Porfirio Muñoz Ledo
Hoy, 23 de julio, se cumplen 77 de mi edad. Los cargo a cuestas pero no me pesan. Transcurrieron por rumbos distintos, pero todos con la intensidad de mis ansias. Moldearon y decantaron los impulsos iniciales. Aunque los hayan, con frecuencia, contrariado, nunca los destruyeron. Me pregunto sin embargo ¿a qué han servido?
Dícese que el tiempo es la materia de la vida ya que sólo poseemos el de nuestra propia existencia. Por eso los calendarios y los aniversarios. Pienso que es su medida implacable y azarosa. Calderón de la Barca dijo que reside en el sueño, tanto por su naturaleza efímera como por su carácter ilusorio. Está construida por arquitecturas imaginarias, empeños truncos, fatalidades terrestres y tercas alucinaciones.
Mi trayecto se ha desenvuelto en tres etapas, cada una de cinco lustros. Vuelvo a México tras completar mis estudios en Europa en 1960 y me enfrento a los desafíos de la realización. Durante un lapso semejante —hasta 1985— transcurre un tiempo ascendente en la academia y la política. Al año siguiente, iniciamos la ruptura con el régimen y el esfuerzo, hasta hoy frustrado, de instaurar la democracia en México.
No es momento de contar los trabajos y los días. Reviso la memoria oral que produje con el profesor Wilkie y que abarca los dos primeros períodos. Entregué además al Archivo General de la Nación la totalidad de mis documentos, que están abiertos desde el año pasado al interés del público. Me importa hoy afinar el pensamiento crítico y la propuesta histórica, como un intento postrero de contribuir al salvamento de la nación.

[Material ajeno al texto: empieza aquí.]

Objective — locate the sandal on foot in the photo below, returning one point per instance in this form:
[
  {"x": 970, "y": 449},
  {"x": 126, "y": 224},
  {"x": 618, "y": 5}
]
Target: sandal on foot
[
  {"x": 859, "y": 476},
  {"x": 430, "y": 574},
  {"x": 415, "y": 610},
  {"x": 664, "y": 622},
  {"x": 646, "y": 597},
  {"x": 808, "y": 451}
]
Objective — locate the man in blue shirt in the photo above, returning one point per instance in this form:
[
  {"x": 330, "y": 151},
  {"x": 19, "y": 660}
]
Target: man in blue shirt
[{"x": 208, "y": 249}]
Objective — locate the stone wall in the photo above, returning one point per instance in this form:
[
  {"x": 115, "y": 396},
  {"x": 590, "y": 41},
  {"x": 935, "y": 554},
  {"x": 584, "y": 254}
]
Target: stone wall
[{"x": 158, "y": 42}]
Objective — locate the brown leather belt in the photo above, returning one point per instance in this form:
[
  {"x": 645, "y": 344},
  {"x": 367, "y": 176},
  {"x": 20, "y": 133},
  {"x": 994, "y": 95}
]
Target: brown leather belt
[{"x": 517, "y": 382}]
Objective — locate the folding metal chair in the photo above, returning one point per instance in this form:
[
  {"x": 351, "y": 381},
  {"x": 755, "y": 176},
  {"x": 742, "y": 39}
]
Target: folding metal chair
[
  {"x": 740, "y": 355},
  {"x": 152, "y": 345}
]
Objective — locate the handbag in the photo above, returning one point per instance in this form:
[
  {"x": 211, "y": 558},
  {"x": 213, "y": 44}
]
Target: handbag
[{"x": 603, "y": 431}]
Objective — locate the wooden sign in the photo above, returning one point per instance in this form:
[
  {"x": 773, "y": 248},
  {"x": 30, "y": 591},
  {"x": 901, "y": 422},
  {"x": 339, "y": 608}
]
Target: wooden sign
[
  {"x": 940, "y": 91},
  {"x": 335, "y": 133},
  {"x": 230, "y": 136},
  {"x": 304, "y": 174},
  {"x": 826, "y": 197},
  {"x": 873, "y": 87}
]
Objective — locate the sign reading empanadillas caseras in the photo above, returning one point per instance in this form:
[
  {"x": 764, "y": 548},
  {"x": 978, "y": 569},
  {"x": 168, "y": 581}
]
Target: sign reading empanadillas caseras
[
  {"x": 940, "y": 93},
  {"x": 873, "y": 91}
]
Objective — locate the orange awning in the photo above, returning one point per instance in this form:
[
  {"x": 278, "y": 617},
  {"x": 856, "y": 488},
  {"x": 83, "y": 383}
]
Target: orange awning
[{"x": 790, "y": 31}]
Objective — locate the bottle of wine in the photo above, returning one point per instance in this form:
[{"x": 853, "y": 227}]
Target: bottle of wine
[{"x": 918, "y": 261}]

He dado a la imprenta un nuevo libro sobre la reconstrucción de la República, que recoge mis escritos recientes y plantea vías diferentes para remontar la decadencia —necesariamente más radicales que las infructuosamente exploradas. Parten de una convicción esencial: no asistimos sólo a una crisis del Estado, sino a un deterioro sistémico de todos los planos de la vida nacional, comenzando por nuestra propia identidad.
La reflexión inevitable apunta a la coincidencia temporal entre el deslave de las instituciones, la economía y la sociedad mexicana, con el imperio de las políticas neoliberales. Toda iniciativa que omita nuestro modo de inserción en el mundo global resulta irrelevante, a pesar de sus aportaciones puntuales o de su tono elevado. Simplemente porque eluden la cuestión de la soberanía, esto es, nuestra posibilidad efectiva para tomar decisiones significantes.
En el umbral de nuestro vía crucis por el rescate del país —propuesta de la Corriente democrática, 1987— advertíamos el “inicio de una franca involución histórica”. Dijimos: “se está operando en verdad un cambio estructural. Los objetivos del desarrollo han sido reemplazados por la marginación y la multiplicación de enclaves transnacionales. El país igualitario y productivo que procurábamos se fractura hoy por remate de la mano de obra y los recursos naturales”. Profecía confirmada por nuestra adhesión al consenso de Washington.
Añadíamos: “un estado cada vez más vacío de pueblo puede conducirnos a una nación sin estado y finalmente a la pérdida de aquella. Ese es el objetivo de los intereses dominantes del exterior y de sus aliados internos. Esos son los espacios desertados que estamos obligados a recuperar”. Llamado que hoy podría encabezar cualquier proclama valedera y orientar todo programa consecuente con el agravante de la violencia irrefrenable, consecuencia del deterioro.
Sin memoria no hay historia ni alternativa de cambio. En la profunda oquedad del oficialismo se perdió la oportunidad única del bicentenario, que es indispensable rescatar desde la conciencia colectiva, generacional y personal. Se trata de un ejercicio concatenado para desentrañar las causas del derrumbe nacional y de nuestro propio fracaso. Para encontrar escapatorias a la confusión y armas eficaces contra el pragmatismo vulgar. A eso pienso dedicar lo que me reste de vida y esperanza.